Election Law & Executive Privilege

Now that Trump’s claim of executive privilege regarding January 6 is at SCOTUS, should the election law community deliberate, and weigh in at all, about the relationship between an incumbent president’s claim of confidentiality with respect to official matters and the incumbent president’s simultaneously different role as a candidate for reelection?

From what I can (as one who doesn’t specialize in the law of executive privilege), some of the claims on behalf of Trump seem to be simply that if the President is in the White House talking to other White House officials, the communication must fall within the scope of executive privilege.

But this kind of claim seems way too broad to me. If hypothetically a President and the White House Chief of Staff discuss in the Oval Office how to hire a “hit man” to murder the President’s spouse, that communication would not seem to me to be within the scope of executive privilege, even though it occurs in the White House and between White House officials, because it obviously does not concern anything that comes remotely close to being within a President’s responsibilities under Article II of the Constitution.

The same point would seem to apply to campaign-related communications that do not remotely concern an incumbent President’s presidential responsibilities.
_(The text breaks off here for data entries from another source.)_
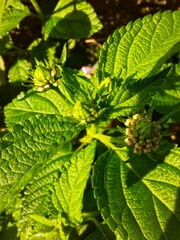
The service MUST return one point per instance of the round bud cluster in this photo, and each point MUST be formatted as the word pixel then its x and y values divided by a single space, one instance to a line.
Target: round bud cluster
pixel 44 76
pixel 143 134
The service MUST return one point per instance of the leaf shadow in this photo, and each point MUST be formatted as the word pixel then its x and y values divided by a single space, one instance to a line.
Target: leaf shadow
pixel 141 165
pixel 172 229
pixel 74 25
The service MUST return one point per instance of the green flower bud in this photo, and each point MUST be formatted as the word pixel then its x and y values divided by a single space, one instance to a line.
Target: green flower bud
pixel 143 134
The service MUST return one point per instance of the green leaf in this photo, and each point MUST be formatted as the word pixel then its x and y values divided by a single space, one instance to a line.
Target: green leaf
pixel 19 72
pixel 5 43
pixel 141 48
pixel 72 19
pixel 75 86
pixel 167 97
pixel 12 15
pixel 25 106
pixel 139 200
pixel 130 98
pixel 2 6
pixel 27 147
pixel 38 201
pixel 2 71
pixel 69 189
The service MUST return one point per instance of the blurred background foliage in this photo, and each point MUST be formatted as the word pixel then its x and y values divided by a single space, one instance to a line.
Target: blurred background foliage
pixel 81 52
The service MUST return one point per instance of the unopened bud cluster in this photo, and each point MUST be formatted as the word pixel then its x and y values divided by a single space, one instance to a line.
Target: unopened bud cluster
pixel 143 134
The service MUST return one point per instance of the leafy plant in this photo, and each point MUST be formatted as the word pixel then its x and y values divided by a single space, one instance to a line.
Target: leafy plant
pixel 88 158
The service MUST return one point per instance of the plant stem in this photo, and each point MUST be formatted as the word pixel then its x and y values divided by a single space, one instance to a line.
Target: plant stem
pixel 37 8
pixel 99 227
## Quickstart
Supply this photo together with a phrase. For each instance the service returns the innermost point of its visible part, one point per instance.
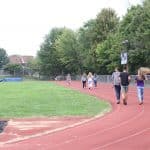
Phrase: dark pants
(84, 84)
(117, 91)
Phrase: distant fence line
(100, 78)
(103, 79)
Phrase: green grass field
(41, 98)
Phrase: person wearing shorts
(124, 79)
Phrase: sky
(24, 23)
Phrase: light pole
(124, 53)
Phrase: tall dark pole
(124, 54)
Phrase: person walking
(140, 86)
(90, 80)
(83, 80)
(124, 80)
(68, 79)
(116, 84)
(95, 80)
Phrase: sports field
(44, 98)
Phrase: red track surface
(125, 128)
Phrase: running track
(124, 128)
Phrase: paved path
(125, 128)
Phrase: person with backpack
(124, 80)
(116, 84)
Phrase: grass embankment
(40, 98)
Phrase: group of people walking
(90, 80)
(121, 82)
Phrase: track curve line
(125, 128)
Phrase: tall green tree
(135, 27)
(68, 51)
(3, 57)
(48, 56)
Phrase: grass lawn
(43, 98)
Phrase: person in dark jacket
(116, 84)
(124, 80)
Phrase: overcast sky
(24, 23)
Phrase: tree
(135, 27)
(14, 69)
(48, 57)
(68, 52)
(3, 57)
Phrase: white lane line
(122, 139)
(100, 132)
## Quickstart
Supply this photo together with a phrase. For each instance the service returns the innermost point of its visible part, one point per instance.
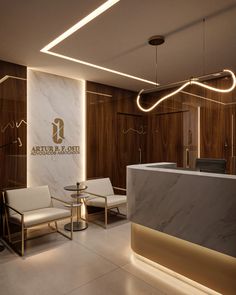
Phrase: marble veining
(50, 97)
(194, 206)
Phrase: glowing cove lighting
(192, 81)
(98, 11)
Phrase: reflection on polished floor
(97, 262)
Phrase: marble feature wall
(51, 97)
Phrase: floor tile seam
(90, 281)
(142, 279)
(99, 254)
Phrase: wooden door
(130, 147)
(165, 142)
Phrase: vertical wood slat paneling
(177, 132)
(102, 130)
(13, 109)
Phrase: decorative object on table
(78, 201)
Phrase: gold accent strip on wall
(99, 93)
(11, 77)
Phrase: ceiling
(117, 39)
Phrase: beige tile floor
(97, 261)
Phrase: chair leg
(8, 227)
(22, 236)
(105, 216)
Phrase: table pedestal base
(77, 226)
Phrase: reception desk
(186, 221)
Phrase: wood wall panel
(106, 151)
(12, 110)
(170, 130)
(165, 138)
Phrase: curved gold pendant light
(190, 82)
(158, 40)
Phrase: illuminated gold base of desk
(212, 269)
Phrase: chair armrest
(104, 197)
(119, 188)
(12, 208)
(62, 201)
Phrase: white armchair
(102, 195)
(29, 207)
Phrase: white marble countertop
(195, 206)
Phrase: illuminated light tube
(190, 82)
(98, 11)
(102, 8)
(99, 67)
(169, 279)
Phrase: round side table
(79, 198)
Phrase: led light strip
(105, 6)
(190, 82)
(11, 77)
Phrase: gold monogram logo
(58, 130)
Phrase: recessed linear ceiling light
(158, 40)
(105, 6)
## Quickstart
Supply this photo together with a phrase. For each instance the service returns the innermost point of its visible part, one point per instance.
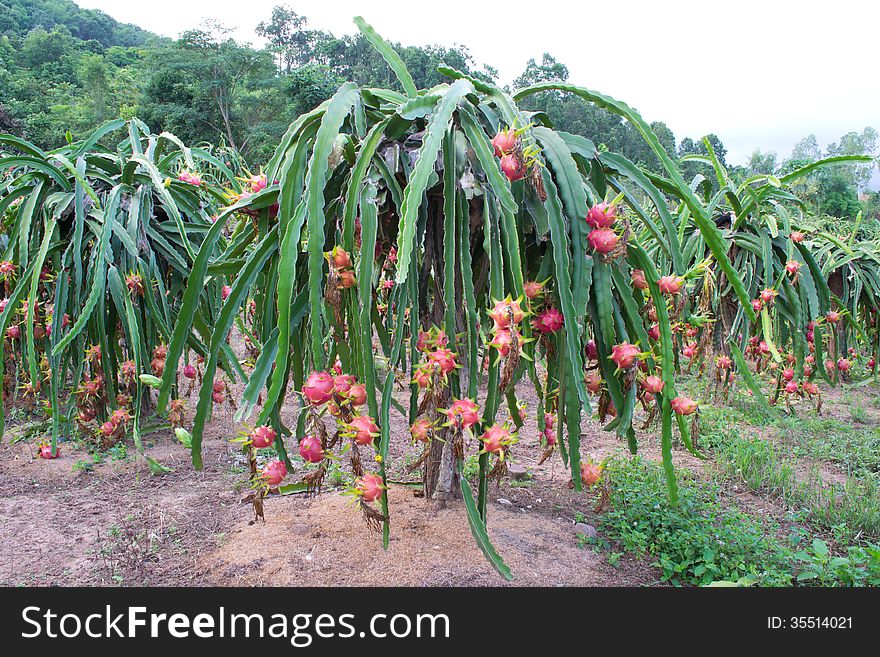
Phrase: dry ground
(119, 525)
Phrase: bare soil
(120, 525)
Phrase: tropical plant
(97, 245)
(404, 239)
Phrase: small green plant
(860, 567)
(859, 414)
(697, 541)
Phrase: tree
(761, 162)
(854, 143)
(206, 83)
(838, 196)
(289, 40)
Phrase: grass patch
(702, 540)
(769, 468)
(696, 542)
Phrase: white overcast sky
(760, 74)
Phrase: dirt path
(118, 525)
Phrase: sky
(759, 74)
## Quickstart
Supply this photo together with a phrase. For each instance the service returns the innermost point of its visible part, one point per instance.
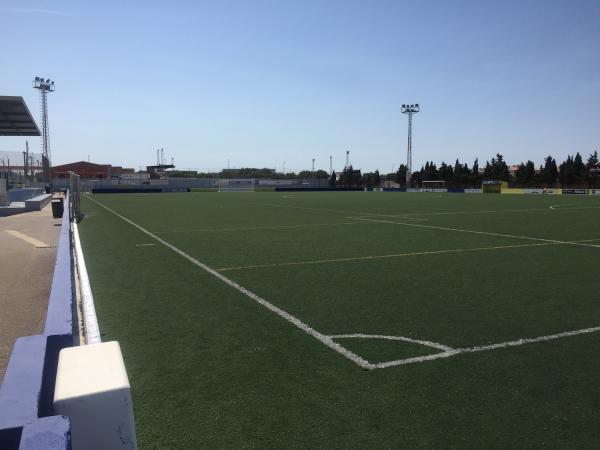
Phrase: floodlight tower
(45, 86)
(410, 110)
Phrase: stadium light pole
(409, 110)
(45, 86)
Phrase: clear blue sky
(263, 82)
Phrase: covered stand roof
(15, 118)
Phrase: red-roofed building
(88, 170)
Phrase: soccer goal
(433, 184)
(237, 184)
(75, 197)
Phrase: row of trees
(573, 172)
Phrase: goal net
(75, 191)
(237, 184)
(433, 184)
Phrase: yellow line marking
(26, 238)
(397, 255)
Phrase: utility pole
(44, 87)
(409, 110)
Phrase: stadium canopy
(15, 118)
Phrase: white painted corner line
(28, 239)
(90, 320)
(393, 338)
(261, 301)
(482, 348)
(487, 233)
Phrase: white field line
(271, 307)
(491, 211)
(393, 338)
(341, 211)
(486, 233)
(28, 239)
(411, 216)
(395, 255)
(90, 321)
(484, 348)
(264, 227)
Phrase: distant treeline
(570, 173)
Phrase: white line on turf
(483, 348)
(341, 211)
(271, 307)
(396, 255)
(411, 216)
(392, 338)
(487, 233)
(264, 227)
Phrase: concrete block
(93, 390)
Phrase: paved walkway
(27, 257)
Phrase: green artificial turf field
(352, 319)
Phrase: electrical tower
(410, 110)
(45, 86)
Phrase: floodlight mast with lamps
(45, 86)
(409, 110)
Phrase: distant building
(89, 170)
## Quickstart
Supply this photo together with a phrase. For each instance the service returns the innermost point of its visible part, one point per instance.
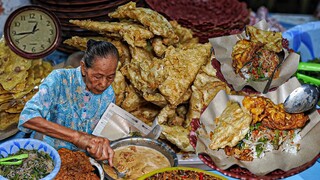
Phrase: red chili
(200, 176)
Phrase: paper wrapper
(310, 142)
(223, 49)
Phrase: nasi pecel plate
(273, 165)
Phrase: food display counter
(191, 80)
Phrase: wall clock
(32, 31)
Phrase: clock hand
(27, 34)
(35, 27)
(23, 33)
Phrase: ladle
(302, 99)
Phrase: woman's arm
(98, 147)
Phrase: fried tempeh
(157, 24)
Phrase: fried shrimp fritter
(271, 115)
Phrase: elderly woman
(70, 102)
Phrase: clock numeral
(32, 16)
(23, 18)
(17, 24)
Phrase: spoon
(302, 99)
(119, 174)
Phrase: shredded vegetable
(36, 166)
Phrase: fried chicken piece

So, for example, suppose the only recording of the conversation that Trump had with Raffensperger about finding enough votes for a Trump victory in Georgia was a White House recording of the conversation. I don’t see how that communication would fall within the scope of executive privilege even though Trump and White House Chief of Staff, Mark Meadows, were on that call. There was no Article II function of a president involved in that call; it was solely in Trump’s capacity as a candidate (and Meadows, as a government employee, should have to account for his involvement in a clearly campaign-related activity).

The same analytical distinction should apply to the activities of Trump and White House officials on January 6 and specifically concerning the joint session of Congress scheduled for that day. Insofar as any White House communications reasonably could be considered legitimate Article II activities concerning the use of the National Guard and protecting the physical security of the Capitol, so that Congress could conduct its Twelfth Amendment duties to count the electoral votes, that’s one thing: there’s at least a plausible claim that executive privilege covers those communication, and then the analysis would proceed to whether the privilege can be waived by Biden as the current president, or overcome by the need for Congress to understand what happened with respect to the insurrection, etc. But, conversely, insofar as the communications by Trump and other White House officials do not concern this kind of legitimate Article II function, but instead a candidate’s desire to prevail in the election, I don’t see how executive privilege applies at all.
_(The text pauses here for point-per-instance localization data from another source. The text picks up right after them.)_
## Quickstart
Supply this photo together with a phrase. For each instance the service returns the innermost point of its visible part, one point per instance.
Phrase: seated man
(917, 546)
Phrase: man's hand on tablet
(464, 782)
Just because a candidate who wants to win happens to be an incumbent president doesn’t automatically make the communications of that candidate or his advisers within the scope of the executive privilege that Article II is designed to protect. I don’t think I’ve seen enough emphasis of this point, which would seem central to the pending case. Is it the role of election law scholars to endeavor to elevate its prominence as the Supreme Court conducts its deliberations in this important case?